The experience filled me full of questions about how the writers could do that to poor Alex. What was going to happen? Would she still be on the show? It just couldn’t end that way. So, that night I remember “righting” the wrongs of his heart. I did the same a season later after everything was fixed and she took an opportunity and went to dance in Paris.
From that point on, inspiration seemed to come from everywhere. I created these characters that still live with me today, in part from combining inspiration I’ve found through books, television, movies, music, art, games, and real life occurrences. My sister and I would even play out some of the scenarios with our Barbie dolls and small toys. I remember my characters being trapped on a camping trip and spending a couple of hours making a rubber band chain that could stretch across our room for them to travel across to safety. My mother wasn’t always thrilled with the mess we created but our minds were rich with creativity and innovation as we played out our tales.
As I grew older, I often processed my emotions through story. My characters would face a similar feeling in a personally created scenario, and they would work through it with me. It’s often in a much more interesting way with many more obstacles and resources. It was a way to refocus and helped get me through my emotional teen years.
Adulthood has been interesting. Daydreaming is kind of an odd thing to do once you’re past the age of fourteen. I remember many times watching out the car window on a road-trip and my mind wandering to characters with a more exciting reason for exploring the destination. Other people’s lives lived in my head, and that’s kind of tricky to explain. An odd gas station trip, a favorite scene in media somewhere, or a random song would keep them going and they would expand as my experiences did.

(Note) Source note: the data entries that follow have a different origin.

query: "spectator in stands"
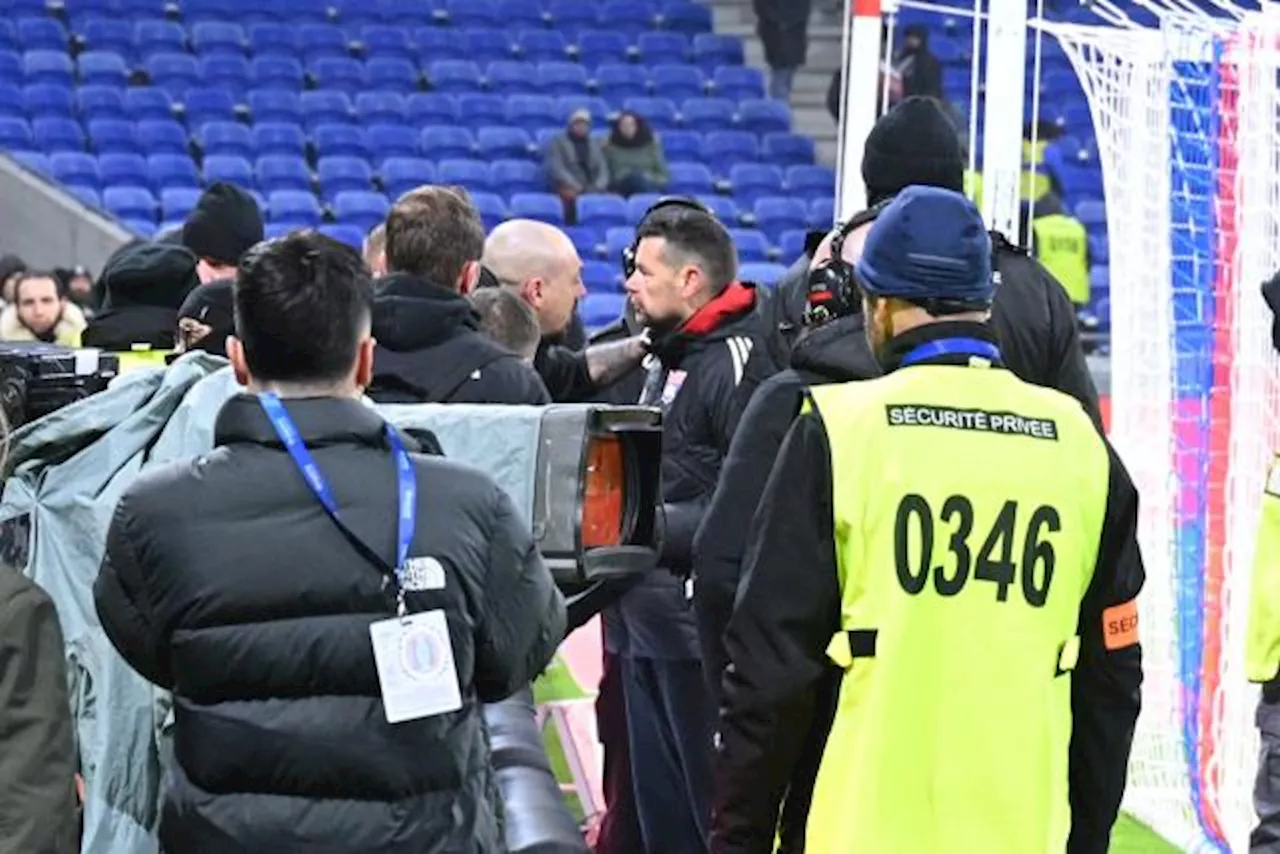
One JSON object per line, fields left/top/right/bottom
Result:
{"left": 544, "top": 108, "right": 610, "bottom": 225}
{"left": 59, "top": 265, "right": 95, "bottom": 317}
{"left": 0, "top": 271, "right": 86, "bottom": 346}
{"left": 892, "top": 25, "right": 943, "bottom": 101}
{"left": 1026, "top": 192, "right": 1091, "bottom": 309}
{"left": 604, "top": 112, "right": 670, "bottom": 197}
{"left": 483, "top": 219, "right": 648, "bottom": 402}
{"left": 754, "top": 0, "right": 812, "bottom": 102}
{"left": 618, "top": 204, "right": 775, "bottom": 853}
{"left": 0, "top": 255, "right": 27, "bottom": 304}
{"left": 363, "top": 223, "right": 387, "bottom": 277}
{"left": 181, "top": 182, "right": 266, "bottom": 285}
{"left": 468, "top": 287, "right": 541, "bottom": 363}
{"left": 82, "top": 242, "right": 198, "bottom": 368}
{"left": 172, "top": 279, "right": 234, "bottom": 359}
{"left": 94, "top": 230, "right": 566, "bottom": 852}
{"left": 368, "top": 187, "right": 550, "bottom": 404}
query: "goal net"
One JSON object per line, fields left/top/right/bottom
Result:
{"left": 1036, "top": 8, "right": 1280, "bottom": 851}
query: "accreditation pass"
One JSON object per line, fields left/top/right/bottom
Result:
{"left": 370, "top": 610, "right": 463, "bottom": 724}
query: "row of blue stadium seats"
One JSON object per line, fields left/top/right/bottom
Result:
{"left": 30, "top": 150, "right": 833, "bottom": 200}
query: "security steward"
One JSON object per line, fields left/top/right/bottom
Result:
{"left": 1030, "top": 192, "right": 1091, "bottom": 308}
{"left": 709, "top": 185, "right": 1144, "bottom": 854}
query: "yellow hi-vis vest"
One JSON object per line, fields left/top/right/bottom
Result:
{"left": 802, "top": 360, "right": 1110, "bottom": 854}
{"left": 1033, "top": 213, "right": 1091, "bottom": 305}
{"left": 1247, "top": 456, "right": 1280, "bottom": 681}
{"left": 964, "top": 169, "right": 983, "bottom": 210}
{"left": 116, "top": 345, "right": 172, "bottom": 373}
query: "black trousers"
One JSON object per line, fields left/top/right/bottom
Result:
{"left": 1255, "top": 682, "right": 1280, "bottom": 852}
{"left": 595, "top": 651, "right": 644, "bottom": 854}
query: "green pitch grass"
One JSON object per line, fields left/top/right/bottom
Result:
{"left": 1112, "top": 814, "right": 1182, "bottom": 853}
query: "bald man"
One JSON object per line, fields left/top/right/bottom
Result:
{"left": 484, "top": 219, "right": 648, "bottom": 402}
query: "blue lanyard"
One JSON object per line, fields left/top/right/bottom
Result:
{"left": 259, "top": 393, "right": 417, "bottom": 609}
{"left": 900, "top": 337, "right": 1002, "bottom": 368}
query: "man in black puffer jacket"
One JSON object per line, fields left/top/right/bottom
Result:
{"left": 369, "top": 186, "right": 550, "bottom": 405}
{"left": 94, "top": 232, "right": 566, "bottom": 852}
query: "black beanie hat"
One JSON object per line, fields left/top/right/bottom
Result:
{"left": 177, "top": 279, "right": 235, "bottom": 357}
{"left": 862, "top": 96, "right": 966, "bottom": 207}
{"left": 98, "top": 242, "right": 199, "bottom": 311}
{"left": 182, "top": 182, "right": 265, "bottom": 266}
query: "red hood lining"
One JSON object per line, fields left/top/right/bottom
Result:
{"left": 680, "top": 281, "right": 756, "bottom": 336}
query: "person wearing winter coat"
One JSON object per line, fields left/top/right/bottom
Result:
{"left": 0, "top": 271, "right": 86, "bottom": 346}
{"left": 544, "top": 108, "right": 610, "bottom": 224}
{"left": 604, "top": 111, "right": 670, "bottom": 197}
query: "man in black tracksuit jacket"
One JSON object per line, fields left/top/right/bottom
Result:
{"left": 93, "top": 232, "right": 565, "bottom": 851}
{"left": 618, "top": 205, "right": 775, "bottom": 853}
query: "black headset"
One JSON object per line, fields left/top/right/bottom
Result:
{"left": 803, "top": 197, "right": 894, "bottom": 326}
{"left": 621, "top": 196, "right": 717, "bottom": 280}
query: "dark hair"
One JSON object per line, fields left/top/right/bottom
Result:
{"left": 234, "top": 230, "right": 373, "bottom": 384}
{"left": 13, "top": 271, "right": 65, "bottom": 302}
{"left": 385, "top": 185, "right": 485, "bottom": 288}
{"left": 635, "top": 207, "right": 737, "bottom": 291}
{"left": 468, "top": 288, "right": 540, "bottom": 358}
{"left": 609, "top": 111, "right": 654, "bottom": 149}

Now, I call that wandering mind of mine writing. It sounds much more official with a title, though I often find people curious about why I spend so many hours with it. It seems that if you’re not officially getting paid or it’s a true assignment, it’s frivolous. I have a feeling whimsical thought will be with me for the rest of my life. So whether it’s called childish, silly, daydreaming, pretending, playing, wasting time, or writing, it inspires me. As life does, from everywhere. Even in the most unusual places.